The EPFO ​​recently warned the subscribers that EPF money should not be used for unauthorized work. The EPFO ​​said that if the subscribers are using the money deposited in the EPF for investing in the unauthorized scheme, action can be taken against them. Penalty can also be imposed on them.

Actually, this whole matter is related to withdrawing some money deposited in EPF before retirement. Under the EPF Scheme, 1952, some conditions are allowed to withdraw some part of the money deposited in the EPF. These include higher education, marriage, treatment of disease and buying a house. Apart from this, the money deposited in PF cannot be withdrawn for any other reason. The reason for this is that the money deposited in EPF is for the retirement of the person.

Under the rules of EPFO, the entire money deposited in EPF is received only when the person retires.

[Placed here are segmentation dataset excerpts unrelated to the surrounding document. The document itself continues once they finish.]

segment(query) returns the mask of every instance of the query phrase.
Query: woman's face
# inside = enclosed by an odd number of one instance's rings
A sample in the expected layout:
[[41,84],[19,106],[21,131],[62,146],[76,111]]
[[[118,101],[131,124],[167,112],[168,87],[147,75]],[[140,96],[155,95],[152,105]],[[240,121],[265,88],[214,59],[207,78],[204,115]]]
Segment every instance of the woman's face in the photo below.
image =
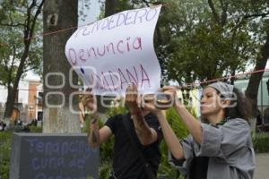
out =
[[217,90],[213,88],[207,87],[203,90],[201,97],[201,115],[204,117],[214,115],[223,110],[223,100],[221,100],[221,97],[217,94]]

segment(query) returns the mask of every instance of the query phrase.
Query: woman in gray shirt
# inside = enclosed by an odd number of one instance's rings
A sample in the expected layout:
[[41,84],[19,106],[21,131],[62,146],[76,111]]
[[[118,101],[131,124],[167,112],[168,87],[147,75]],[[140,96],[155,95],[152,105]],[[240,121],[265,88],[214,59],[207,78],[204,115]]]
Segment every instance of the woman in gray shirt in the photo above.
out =
[[206,123],[196,120],[178,100],[175,87],[162,90],[174,97],[174,107],[190,135],[178,141],[161,110],[150,103],[145,107],[158,116],[169,162],[181,174],[188,179],[253,178],[255,153],[247,122],[251,107],[234,86],[215,82],[203,90],[201,115]]

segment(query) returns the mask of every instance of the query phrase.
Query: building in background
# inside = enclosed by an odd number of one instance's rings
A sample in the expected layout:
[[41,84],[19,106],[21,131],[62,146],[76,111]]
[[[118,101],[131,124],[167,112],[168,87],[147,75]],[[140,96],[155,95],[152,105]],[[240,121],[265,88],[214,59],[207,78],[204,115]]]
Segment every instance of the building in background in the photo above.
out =
[[[42,120],[42,82],[38,80],[22,80],[19,83],[11,120],[24,123]],[[0,117],[4,118],[7,89],[0,86]]]

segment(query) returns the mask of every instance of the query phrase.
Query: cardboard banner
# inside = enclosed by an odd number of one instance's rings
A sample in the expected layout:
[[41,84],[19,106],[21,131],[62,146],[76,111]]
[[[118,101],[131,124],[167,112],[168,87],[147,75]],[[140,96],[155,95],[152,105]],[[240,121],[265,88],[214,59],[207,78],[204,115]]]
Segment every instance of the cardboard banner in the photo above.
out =
[[79,28],[65,55],[84,85],[97,95],[124,96],[134,82],[140,93],[160,88],[153,33],[161,6],[134,9]]

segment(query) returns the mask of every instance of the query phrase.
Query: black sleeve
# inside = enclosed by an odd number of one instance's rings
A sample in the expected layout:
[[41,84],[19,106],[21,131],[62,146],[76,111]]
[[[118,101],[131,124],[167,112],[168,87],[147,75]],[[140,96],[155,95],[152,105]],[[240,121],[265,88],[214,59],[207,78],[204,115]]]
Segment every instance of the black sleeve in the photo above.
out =
[[117,115],[113,115],[110,118],[108,118],[106,123],[105,125],[107,125],[108,127],[110,128],[112,133],[115,133],[115,130],[116,130],[116,122],[117,122]]
[[144,116],[144,119],[147,122],[148,125],[156,131],[158,141],[161,141],[162,140],[162,132],[157,117],[152,114],[149,114]]

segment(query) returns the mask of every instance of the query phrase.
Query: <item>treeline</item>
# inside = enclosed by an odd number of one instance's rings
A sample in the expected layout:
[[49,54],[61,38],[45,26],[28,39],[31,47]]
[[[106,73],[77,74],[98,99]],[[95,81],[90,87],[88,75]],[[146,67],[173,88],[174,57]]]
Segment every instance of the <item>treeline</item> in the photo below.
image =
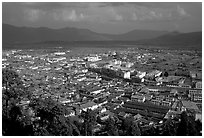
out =
[[[3,136],[201,135],[201,122],[194,121],[186,112],[182,113],[179,123],[167,120],[160,127],[149,125],[144,128],[131,116],[122,119],[113,116],[102,121],[97,117],[97,111],[92,110],[66,117],[68,110],[65,106],[51,98],[33,98],[31,93],[15,71],[2,70]],[[98,124],[100,130],[94,131]]]

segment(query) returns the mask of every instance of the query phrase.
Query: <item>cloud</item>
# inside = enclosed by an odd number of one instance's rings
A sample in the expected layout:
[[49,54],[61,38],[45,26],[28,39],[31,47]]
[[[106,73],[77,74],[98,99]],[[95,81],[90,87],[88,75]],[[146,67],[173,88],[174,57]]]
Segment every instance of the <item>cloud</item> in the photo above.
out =
[[190,16],[178,3],[28,2],[20,3],[24,19],[62,22],[144,22],[181,20]]
[[45,11],[38,9],[25,9],[24,10],[24,19],[34,22],[38,21],[42,16],[46,14]]
[[177,5],[177,12],[180,16],[188,16],[188,14],[186,13],[186,11],[180,7],[180,5]]
[[51,13],[54,20],[77,22],[85,18],[83,13],[77,13],[76,10],[57,10]]

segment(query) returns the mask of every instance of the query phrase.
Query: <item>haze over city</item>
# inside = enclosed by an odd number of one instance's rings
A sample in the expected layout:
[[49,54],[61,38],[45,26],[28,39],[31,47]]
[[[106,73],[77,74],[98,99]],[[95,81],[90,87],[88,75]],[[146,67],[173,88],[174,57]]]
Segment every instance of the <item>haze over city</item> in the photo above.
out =
[[86,28],[97,33],[131,30],[202,30],[201,2],[3,3],[3,23],[48,28]]

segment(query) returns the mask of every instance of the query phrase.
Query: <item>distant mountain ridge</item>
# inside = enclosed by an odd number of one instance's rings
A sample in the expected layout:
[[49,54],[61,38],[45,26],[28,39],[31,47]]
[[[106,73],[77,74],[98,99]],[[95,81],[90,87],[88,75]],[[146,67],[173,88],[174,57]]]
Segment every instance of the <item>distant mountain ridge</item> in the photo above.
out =
[[[3,48],[8,44],[21,43],[52,43],[64,42],[65,44],[80,43],[86,41],[97,45],[122,44],[122,45],[156,45],[171,47],[196,47],[202,49],[202,32],[179,33],[153,30],[133,30],[123,34],[102,34],[88,29],[61,28],[50,29],[46,27],[16,27],[2,24]],[[20,45],[19,45],[20,47]]]
[[171,45],[202,48],[202,32],[169,33],[153,39],[139,40],[138,43],[151,45]]
[[137,41],[150,39],[168,33],[167,31],[133,30],[124,34],[100,34],[88,29],[62,28],[50,29],[46,27],[16,27],[2,25],[3,42],[23,43],[41,41]]

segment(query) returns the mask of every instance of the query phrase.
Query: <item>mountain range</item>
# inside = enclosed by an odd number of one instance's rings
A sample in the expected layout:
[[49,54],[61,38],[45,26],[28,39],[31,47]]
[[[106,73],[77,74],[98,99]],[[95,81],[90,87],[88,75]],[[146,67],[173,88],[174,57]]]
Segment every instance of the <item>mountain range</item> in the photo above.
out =
[[17,27],[2,24],[2,42],[4,44],[39,43],[49,41],[122,41],[145,45],[197,46],[202,48],[202,32],[179,33],[154,30],[133,30],[123,34],[102,34],[88,29],[46,27]]

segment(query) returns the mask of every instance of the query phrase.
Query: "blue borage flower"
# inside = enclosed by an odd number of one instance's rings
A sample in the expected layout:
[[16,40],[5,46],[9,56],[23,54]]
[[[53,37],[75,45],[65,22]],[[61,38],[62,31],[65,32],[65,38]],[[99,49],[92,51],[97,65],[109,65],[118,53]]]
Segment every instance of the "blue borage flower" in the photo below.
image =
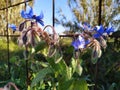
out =
[[96,33],[93,35],[94,38],[100,38],[104,33],[104,28],[102,25],[96,26],[94,30],[96,31]]
[[13,30],[13,33],[17,30],[17,27],[15,24],[8,24],[8,27]]
[[80,23],[78,24],[78,27],[79,27],[79,28],[82,28],[82,30],[88,30],[88,31],[91,31],[91,30],[92,30],[91,25],[88,24],[87,22],[84,22],[83,24],[82,24],[82,22],[80,22]]
[[38,22],[42,26],[44,26],[44,22],[42,21],[42,19],[44,18],[43,12],[41,12],[39,16],[36,16],[33,13],[33,8],[27,5],[26,10],[21,10],[20,14],[21,14],[22,18],[24,18],[24,19],[34,19],[34,20],[36,20],[36,22]]
[[86,48],[86,45],[89,43],[89,40],[85,40],[82,36],[79,36],[79,38],[74,40],[71,45],[74,47],[75,50],[78,50],[81,48]]

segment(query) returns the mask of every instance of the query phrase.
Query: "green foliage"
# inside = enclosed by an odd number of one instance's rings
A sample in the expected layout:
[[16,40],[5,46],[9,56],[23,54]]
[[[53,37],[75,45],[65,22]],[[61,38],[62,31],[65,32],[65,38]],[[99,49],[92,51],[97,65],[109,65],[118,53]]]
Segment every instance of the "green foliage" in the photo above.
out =
[[35,86],[38,82],[41,82],[45,78],[45,76],[49,73],[52,73],[50,68],[44,68],[40,70],[36,77],[33,79],[31,87]]

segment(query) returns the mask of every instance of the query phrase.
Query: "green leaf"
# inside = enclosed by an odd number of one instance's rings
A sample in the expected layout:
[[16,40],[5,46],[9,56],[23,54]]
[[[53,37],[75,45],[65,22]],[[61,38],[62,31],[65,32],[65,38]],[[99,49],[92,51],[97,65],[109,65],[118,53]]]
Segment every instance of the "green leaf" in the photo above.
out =
[[117,86],[116,83],[112,83],[112,85],[109,87],[109,90],[115,90],[116,86]]
[[88,90],[85,79],[71,79],[59,85],[59,90]]
[[38,82],[43,80],[44,77],[49,73],[52,73],[52,70],[50,67],[40,70],[36,75],[36,77],[32,80],[31,87],[35,86]]

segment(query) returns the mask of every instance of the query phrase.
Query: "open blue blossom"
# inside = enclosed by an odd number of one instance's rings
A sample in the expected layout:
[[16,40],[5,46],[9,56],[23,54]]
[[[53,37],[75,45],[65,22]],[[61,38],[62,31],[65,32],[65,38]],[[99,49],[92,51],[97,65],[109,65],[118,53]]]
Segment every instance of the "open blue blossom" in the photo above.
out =
[[15,24],[8,24],[8,27],[13,30],[13,33],[16,31],[17,27]]
[[41,12],[40,15],[36,16],[33,13],[33,8],[28,5],[26,6],[26,10],[21,11],[21,17],[24,19],[34,19],[36,22],[44,26],[44,22],[42,21],[44,18],[43,12]]
[[83,37],[79,36],[78,39],[72,42],[72,46],[74,47],[75,50],[78,50],[80,48],[86,48],[86,45],[89,43],[90,43],[89,40],[85,40]]
[[78,27],[82,28],[83,30],[88,30],[88,31],[91,30],[91,26],[87,22],[84,22],[83,24],[82,24],[82,22],[80,22],[78,24]]
[[105,30],[105,32],[106,32],[108,35],[110,35],[111,33],[114,32],[114,28],[113,28],[113,27],[108,27],[108,28]]
[[110,35],[111,33],[115,32],[115,31],[114,31],[114,28],[113,28],[113,26],[112,26],[112,24],[111,24],[111,22],[109,23],[109,26],[105,29],[105,32],[106,32],[108,35]]
[[102,25],[96,26],[94,30],[96,31],[96,33],[93,35],[94,38],[100,38],[104,33],[104,28]]

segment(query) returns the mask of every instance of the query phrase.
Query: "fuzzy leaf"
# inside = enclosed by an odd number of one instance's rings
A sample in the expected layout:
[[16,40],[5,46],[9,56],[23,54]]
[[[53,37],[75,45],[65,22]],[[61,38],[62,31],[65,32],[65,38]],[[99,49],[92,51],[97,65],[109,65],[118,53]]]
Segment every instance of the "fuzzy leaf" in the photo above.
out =
[[50,67],[40,70],[36,77],[32,80],[31,87],[34,87],[38,82],[42,81],[47,74],[50,73],[52,73]]

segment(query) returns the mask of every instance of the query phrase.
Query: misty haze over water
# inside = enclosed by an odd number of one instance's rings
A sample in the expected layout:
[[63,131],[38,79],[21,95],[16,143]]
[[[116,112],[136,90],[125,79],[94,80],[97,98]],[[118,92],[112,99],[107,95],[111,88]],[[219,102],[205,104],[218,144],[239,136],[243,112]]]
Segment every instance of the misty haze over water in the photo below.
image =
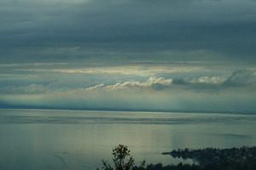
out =
[[177,163],[161,152],[253,145],[255,122],[242,114],[0,110],[0,169],[101,168],[119,144],[137,163]]

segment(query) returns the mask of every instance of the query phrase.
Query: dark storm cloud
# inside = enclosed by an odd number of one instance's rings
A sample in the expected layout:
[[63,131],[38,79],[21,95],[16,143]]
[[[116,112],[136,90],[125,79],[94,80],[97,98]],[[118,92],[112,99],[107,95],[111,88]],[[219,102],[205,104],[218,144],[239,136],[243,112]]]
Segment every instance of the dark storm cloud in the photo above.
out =
[[201,49],[224,54],[225,58],[217,54],[209,59],[205,54],[183,60],[254,60],[255,1],[0,3],[2,62],[147,60],[150,57],[144,52]]

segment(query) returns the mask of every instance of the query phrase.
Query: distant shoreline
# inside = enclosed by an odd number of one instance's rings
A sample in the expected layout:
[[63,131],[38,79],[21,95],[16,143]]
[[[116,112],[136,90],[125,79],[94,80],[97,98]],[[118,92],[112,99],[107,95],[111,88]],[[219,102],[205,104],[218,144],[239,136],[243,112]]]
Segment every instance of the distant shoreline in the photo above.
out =
[[188,114],[226,114],[226,115],[256,115],[254,112],[222,112],[222,111],[182,111],[182,110],[133,110],[133,109],[66,109],[66,108],[0,108],[4,110],[81,110],[81,111],[121,111],[121,112],[153,112],[153,113],[188,113]]

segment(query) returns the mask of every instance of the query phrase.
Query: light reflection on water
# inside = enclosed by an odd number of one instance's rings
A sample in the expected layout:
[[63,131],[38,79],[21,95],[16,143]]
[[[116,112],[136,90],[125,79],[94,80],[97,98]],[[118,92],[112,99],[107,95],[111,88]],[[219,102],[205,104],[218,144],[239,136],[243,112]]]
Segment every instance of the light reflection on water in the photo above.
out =
[[255,122],[253,115],[0,110],[0,169],[101,168],[119,144],[137,162],[178,163],[161,152],[253,145]]

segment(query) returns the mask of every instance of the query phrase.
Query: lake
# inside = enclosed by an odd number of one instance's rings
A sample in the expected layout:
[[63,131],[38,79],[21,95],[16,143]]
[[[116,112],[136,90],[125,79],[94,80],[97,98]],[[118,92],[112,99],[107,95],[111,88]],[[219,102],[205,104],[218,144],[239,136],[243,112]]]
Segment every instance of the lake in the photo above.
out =
[[101,169],[119,144],[137,164],[176,164],[161,153],[253,146],[255,129],[255,115],[0,110],[0,169]]

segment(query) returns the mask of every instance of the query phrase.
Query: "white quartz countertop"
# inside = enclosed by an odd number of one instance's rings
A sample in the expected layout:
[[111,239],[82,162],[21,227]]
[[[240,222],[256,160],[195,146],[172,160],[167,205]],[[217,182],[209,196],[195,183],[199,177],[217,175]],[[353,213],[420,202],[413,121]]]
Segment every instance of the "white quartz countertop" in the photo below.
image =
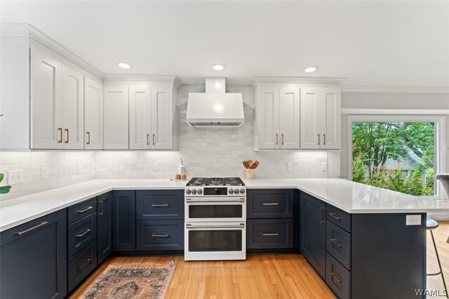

Even if the employee remains unemployed for more than two months, he can withdraw money deposited in EPF. After the employee leaves the job, there is a two -month waiting period. Subscribers also need to understand that if EPF money is withdrawn before the job is completed 5 years, then it is taxed.

If it is misused by withdrawing money from EPF, then EPFO ​​has the right to take action against the subscriber. He can recover the entire money with interest. This can be understood with the help of an example. According to EPF Scheme, 1952, some money deposited in EPF in special situations is allowed. Suppose the employee withdraws money from EPF to build a house, but he uses it in some other work. It will be considered as misuse of money. Then the employees will not be allowed to withdraw for the next three years. If he pays this money with interest, then this ban can be removed.

Experts say that the objective of the provident fund is the financial security of the subscriber after retirement. For this reason, the rules of withdrawal before retirement have been made quite strict. If a subscribers withdraw this money before retirement and spend it in other works, then after retiring, they may have to face the problem of money.